I bound atop the ridged red rock, lashing my tail to announce that someone to reckon with is on the scene.

I am not a split-second too early.

Were I not prepared for the event, I would think I was seeing double.

Two black cats circle on the barren soil below, backs humped, tails spiked like cactus, heads hunkered down beneath predatory shoulder blades.

Low moans and growls echo from the surrounding rocks. This is either an embarrassing private moment or a rumble, of the first order; with my kind such distinctions are sometimes hard to make. Each stalks slightly sideways, the better to keep an evil eye on the other. Neither gives ground, nor growl, nor glance to my arrival.

The piquant Caviar I have seen in full battle fluff before. She is petite by virtue of her gender and her tender age, but manages to swell to the impressive size of a sheared beaver muff.

The dude who has commandeered a portion of my name (and I really think there ought to be a law against such trespassing) is altogether a huskier sort, as one would expect of the male of the species. In full battle bristle, he is the size of a tumbleweed and has command of an impressive array of snarls, wails, belly-whines and cat curses.

I cannot help feeling a pang of anxiety for the well-being of my impudent offspring. She may have strange modern ideas; she may not respect her elders as she should, especially me; she may be in the mood to commit patricide, but she also may be my own flesh, fur and blood. I am proud of her for facing off this seasoned dude three times her size.

Everyone knows better than to interfere between two felines in a state of such savage fury, but Midnight Louie makes his own rules, and his path is clear.
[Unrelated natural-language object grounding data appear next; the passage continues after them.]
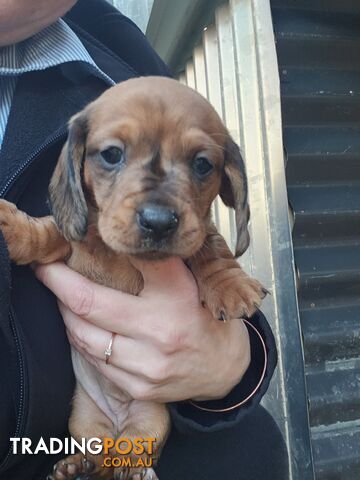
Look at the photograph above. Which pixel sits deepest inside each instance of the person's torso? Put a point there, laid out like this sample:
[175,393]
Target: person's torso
[35,363]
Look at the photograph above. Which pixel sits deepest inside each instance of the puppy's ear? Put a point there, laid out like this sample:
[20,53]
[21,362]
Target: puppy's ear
[67,200]
[234,193]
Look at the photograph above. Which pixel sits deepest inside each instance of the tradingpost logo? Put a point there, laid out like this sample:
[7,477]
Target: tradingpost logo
[120,452]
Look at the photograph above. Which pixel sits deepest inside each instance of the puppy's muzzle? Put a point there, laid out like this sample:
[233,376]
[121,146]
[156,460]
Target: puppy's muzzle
[157,222]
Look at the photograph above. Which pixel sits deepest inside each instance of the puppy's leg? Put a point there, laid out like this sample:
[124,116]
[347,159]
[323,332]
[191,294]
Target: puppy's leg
[224,287]
[86,421]
[145,420]
[31,239]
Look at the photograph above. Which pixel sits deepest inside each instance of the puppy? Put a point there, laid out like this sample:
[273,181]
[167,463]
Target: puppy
[137,177]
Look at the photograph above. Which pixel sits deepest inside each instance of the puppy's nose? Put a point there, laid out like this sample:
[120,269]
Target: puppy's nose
[157,221]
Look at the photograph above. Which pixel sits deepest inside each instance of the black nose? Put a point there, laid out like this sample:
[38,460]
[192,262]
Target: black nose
[157,221]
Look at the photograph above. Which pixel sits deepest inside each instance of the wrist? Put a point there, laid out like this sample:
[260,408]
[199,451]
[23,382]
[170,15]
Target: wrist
[232,364]
[216,406]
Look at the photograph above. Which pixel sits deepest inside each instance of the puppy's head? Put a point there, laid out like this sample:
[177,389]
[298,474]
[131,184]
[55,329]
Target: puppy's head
[143,164]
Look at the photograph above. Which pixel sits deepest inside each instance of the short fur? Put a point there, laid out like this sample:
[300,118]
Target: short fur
[161,125]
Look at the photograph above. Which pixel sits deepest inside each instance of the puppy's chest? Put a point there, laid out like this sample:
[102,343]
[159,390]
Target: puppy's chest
[105,268]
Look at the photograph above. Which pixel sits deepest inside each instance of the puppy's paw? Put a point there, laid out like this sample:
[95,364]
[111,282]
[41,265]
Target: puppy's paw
[71,468]
[232,295]
[13,228]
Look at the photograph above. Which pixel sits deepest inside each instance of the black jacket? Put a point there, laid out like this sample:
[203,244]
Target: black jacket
[35,367]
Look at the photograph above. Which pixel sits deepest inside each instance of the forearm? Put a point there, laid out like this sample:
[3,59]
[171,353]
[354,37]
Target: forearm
[187,417]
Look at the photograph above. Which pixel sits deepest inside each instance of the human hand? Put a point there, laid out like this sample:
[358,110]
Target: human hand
[167,346]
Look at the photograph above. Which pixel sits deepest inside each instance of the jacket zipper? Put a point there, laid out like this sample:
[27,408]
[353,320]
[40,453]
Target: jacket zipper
[20,357]
[29,160]
[22,168]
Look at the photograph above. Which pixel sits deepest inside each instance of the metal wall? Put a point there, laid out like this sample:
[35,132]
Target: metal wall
[318,44]
[235,67]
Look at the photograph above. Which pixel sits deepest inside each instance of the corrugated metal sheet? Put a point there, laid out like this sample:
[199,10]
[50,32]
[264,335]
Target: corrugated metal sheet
[235,67]
[318,44]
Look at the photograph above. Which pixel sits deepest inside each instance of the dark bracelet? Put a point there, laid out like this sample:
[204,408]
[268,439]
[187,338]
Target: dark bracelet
[237,405]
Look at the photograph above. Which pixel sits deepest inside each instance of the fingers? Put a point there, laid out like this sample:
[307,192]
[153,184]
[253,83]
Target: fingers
[109,309]
[127,354]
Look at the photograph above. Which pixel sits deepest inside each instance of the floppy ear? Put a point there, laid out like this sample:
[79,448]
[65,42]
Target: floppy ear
[234,193]
[67,200]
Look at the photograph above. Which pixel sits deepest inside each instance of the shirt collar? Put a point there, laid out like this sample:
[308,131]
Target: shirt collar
[55,45]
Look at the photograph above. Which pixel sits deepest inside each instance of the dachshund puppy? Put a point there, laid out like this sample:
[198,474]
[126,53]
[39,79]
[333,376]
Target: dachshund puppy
[137,177]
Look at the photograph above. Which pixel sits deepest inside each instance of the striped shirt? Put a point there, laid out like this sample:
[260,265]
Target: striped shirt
[55,45]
I must preserve from harm the innocent dude who is about to be turned into instant sushi merely for being mistaken for yours truly and the sire of the lion-hearted little minx below. I must also spare this idiotic offspring of mine the fruits of her misguided vengeance, which could be a fatal dose of the cactus known as

"catclaw."

I dart down the rocks, adding my own guttural wail to the proceedings.

I have forgotten the impact of sudden movement on an eclectic lunch, and pause. To burp.
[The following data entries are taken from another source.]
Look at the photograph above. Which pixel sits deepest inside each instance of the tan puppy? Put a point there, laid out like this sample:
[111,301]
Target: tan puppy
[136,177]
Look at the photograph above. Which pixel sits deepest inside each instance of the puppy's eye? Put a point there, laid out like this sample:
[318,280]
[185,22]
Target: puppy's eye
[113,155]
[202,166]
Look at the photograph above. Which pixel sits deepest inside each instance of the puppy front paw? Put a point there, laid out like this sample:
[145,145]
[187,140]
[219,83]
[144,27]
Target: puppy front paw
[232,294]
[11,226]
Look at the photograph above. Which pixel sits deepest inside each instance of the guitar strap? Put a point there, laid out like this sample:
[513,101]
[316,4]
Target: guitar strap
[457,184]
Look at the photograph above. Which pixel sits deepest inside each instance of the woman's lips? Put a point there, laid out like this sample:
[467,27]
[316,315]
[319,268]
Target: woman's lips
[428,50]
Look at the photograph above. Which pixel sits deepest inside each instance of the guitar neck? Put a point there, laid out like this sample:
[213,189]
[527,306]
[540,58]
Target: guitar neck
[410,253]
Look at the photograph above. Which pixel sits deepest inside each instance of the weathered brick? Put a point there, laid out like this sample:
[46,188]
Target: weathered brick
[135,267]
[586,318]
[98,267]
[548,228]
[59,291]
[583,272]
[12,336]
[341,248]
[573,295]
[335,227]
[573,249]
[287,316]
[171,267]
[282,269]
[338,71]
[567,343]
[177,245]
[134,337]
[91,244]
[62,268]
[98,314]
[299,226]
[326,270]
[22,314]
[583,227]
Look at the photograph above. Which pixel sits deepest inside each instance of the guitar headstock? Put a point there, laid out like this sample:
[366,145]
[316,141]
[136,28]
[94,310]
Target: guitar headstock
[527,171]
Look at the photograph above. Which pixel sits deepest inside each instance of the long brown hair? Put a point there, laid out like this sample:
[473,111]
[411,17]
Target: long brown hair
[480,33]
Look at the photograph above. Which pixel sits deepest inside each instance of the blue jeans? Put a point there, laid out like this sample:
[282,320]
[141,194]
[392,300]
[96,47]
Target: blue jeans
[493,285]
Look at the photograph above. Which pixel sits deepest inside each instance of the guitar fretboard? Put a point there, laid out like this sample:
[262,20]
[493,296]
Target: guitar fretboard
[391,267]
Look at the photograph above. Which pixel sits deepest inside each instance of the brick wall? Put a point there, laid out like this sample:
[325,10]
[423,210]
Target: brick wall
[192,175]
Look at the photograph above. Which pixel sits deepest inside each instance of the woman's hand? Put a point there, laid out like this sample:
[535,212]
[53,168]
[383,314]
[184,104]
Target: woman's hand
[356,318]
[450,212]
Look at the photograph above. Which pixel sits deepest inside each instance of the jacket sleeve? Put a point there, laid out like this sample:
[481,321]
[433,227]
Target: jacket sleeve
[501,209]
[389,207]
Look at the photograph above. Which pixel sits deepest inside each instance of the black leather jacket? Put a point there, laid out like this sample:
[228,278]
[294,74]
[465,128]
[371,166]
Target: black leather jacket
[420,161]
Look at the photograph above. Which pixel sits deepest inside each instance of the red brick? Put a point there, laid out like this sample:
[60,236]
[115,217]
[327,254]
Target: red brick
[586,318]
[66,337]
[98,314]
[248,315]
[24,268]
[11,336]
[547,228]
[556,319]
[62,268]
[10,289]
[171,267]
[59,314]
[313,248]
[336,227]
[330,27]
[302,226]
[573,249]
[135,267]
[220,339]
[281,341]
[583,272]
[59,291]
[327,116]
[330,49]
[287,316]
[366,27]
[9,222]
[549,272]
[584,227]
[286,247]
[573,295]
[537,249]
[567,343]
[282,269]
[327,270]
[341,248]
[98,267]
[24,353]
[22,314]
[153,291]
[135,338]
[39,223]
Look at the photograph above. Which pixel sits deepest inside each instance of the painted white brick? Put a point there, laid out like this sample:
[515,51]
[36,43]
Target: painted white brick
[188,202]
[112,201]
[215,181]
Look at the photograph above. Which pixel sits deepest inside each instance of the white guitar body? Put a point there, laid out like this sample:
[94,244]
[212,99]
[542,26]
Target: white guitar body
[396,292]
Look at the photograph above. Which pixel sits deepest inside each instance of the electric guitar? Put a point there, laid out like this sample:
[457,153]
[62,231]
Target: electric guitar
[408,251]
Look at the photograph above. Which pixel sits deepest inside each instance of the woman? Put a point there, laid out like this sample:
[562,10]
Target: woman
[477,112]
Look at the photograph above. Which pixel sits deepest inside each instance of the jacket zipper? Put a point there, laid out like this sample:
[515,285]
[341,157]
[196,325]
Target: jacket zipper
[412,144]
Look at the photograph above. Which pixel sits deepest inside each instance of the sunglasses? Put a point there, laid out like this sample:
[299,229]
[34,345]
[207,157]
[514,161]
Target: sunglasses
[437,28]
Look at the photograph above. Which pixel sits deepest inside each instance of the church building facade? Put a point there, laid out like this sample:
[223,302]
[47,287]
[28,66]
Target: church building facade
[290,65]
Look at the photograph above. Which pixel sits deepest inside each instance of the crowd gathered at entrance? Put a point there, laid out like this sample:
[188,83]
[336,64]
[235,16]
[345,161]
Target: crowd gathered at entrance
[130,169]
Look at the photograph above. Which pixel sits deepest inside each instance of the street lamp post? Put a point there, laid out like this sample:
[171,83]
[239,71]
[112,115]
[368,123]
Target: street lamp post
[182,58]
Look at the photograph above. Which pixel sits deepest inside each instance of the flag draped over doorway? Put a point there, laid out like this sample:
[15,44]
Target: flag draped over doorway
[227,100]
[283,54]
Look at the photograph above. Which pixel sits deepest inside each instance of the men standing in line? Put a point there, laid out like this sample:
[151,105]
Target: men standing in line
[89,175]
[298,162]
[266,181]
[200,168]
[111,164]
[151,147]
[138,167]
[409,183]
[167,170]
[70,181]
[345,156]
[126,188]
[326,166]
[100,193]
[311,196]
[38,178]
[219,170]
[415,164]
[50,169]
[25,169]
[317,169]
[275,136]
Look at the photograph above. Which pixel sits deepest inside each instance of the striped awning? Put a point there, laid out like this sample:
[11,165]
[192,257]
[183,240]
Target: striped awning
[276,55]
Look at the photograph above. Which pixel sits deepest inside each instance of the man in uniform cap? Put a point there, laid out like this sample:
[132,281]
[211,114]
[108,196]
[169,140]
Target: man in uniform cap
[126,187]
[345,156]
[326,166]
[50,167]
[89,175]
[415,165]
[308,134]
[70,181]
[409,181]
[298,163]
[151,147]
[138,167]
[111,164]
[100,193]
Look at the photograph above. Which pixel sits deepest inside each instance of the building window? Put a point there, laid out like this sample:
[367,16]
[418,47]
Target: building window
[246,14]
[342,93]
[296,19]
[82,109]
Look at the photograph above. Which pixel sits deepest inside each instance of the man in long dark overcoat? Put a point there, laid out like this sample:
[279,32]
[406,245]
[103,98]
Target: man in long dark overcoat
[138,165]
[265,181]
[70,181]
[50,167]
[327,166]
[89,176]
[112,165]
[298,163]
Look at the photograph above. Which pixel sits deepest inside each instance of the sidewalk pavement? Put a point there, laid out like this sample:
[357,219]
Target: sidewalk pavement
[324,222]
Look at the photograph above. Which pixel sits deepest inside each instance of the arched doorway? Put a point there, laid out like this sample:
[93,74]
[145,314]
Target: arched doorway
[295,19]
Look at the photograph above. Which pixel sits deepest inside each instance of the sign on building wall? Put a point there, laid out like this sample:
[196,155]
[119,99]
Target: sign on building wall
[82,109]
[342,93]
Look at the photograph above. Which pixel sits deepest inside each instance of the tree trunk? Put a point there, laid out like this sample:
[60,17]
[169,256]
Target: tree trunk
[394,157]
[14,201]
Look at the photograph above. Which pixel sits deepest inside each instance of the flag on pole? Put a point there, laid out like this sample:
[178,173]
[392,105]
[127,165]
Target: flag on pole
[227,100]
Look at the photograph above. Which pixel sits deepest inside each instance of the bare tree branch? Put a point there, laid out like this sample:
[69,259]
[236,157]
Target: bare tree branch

Luckily, the contestants do not appear to hear this decidedly unwarlike sound.

With a bound, I flare my own magnificent coat into a state resembling Phyllis Diller's coiffure and land dead center of the quarreling cats.

Furious at having their unshakable glares so rudely disrupted, they snap their eyes to me, theirs hisses reaching an apex of hysteria.
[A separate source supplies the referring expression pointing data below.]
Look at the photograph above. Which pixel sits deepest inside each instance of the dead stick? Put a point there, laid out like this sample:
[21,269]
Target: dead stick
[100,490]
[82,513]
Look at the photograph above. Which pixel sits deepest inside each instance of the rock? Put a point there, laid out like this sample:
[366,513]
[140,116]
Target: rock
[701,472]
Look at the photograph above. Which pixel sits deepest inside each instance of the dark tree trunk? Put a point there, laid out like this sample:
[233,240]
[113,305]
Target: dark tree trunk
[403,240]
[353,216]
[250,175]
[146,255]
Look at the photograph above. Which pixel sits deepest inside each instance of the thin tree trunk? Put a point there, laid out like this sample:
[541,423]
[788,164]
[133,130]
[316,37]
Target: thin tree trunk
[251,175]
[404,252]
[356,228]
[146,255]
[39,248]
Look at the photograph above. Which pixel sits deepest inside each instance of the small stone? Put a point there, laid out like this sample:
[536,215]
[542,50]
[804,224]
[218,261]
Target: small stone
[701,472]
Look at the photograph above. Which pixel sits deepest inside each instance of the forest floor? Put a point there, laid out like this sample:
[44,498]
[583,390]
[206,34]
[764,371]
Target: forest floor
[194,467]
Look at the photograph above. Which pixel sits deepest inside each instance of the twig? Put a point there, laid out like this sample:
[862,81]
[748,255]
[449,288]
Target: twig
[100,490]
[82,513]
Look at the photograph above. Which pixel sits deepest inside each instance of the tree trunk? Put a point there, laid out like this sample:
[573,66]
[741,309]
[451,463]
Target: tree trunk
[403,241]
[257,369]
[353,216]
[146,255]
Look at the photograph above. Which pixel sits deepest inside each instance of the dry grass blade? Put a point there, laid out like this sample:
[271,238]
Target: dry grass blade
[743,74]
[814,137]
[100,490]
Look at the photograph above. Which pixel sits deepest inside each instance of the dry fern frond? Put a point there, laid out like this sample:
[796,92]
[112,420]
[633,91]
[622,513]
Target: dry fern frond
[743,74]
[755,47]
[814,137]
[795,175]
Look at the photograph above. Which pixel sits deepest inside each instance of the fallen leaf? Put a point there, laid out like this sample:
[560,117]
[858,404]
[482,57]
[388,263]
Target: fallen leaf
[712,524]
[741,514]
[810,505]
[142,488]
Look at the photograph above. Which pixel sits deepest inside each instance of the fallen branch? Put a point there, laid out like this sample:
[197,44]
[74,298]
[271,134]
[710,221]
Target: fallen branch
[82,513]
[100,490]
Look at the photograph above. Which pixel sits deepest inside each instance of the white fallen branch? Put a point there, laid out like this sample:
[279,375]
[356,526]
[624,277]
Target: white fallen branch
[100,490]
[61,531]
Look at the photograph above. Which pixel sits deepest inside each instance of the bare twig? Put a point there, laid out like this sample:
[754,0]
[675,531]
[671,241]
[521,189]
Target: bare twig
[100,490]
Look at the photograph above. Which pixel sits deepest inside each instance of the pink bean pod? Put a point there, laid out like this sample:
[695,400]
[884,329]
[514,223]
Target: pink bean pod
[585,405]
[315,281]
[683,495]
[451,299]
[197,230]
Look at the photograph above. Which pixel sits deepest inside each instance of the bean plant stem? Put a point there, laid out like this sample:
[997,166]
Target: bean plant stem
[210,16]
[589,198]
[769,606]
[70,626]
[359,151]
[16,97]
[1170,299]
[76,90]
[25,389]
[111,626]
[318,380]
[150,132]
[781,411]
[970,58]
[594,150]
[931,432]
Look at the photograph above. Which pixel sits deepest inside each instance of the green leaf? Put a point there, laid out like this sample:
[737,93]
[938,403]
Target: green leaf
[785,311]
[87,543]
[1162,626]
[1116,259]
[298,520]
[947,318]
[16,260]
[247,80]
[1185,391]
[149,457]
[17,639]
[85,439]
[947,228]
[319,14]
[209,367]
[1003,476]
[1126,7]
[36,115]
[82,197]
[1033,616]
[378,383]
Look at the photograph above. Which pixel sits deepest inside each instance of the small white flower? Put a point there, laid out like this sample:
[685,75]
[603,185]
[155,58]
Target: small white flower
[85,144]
I turn slowly, as a martial arts master surrounded by uppity students.

I speak even more slowly, selecting my syllables carefully, choosing a hypnotic lower register to disarm the combatants.

"You must. . . control yourselves," I suggest in my deepest baritone, a combination of a purr and a growl.

"Who do you think you are?" the purported daughter demands in a raspy voice. "Kitty Kong?"

I bow. I am not the figure purported to rule all cats, but I will masquerade as anyone to avoid a tragedy.

"Listen, layabout," she adds in the disdainful tone that is native to her. "Get out of the way.

This is a family matter, a blood feud. I do not need any overage hotel hang-around telling me what to do. This dude is my runaway father."

She scowls at the individual beyond me, whom I confront next.

Well. He is a large son of a bitch. (I am not using bad language here, as this is a breeding term among the canine species, and this dude is larger than your average lapdog!) His bile-green eyes spit figurative sparks at me while his mouth makes with the real spitballs.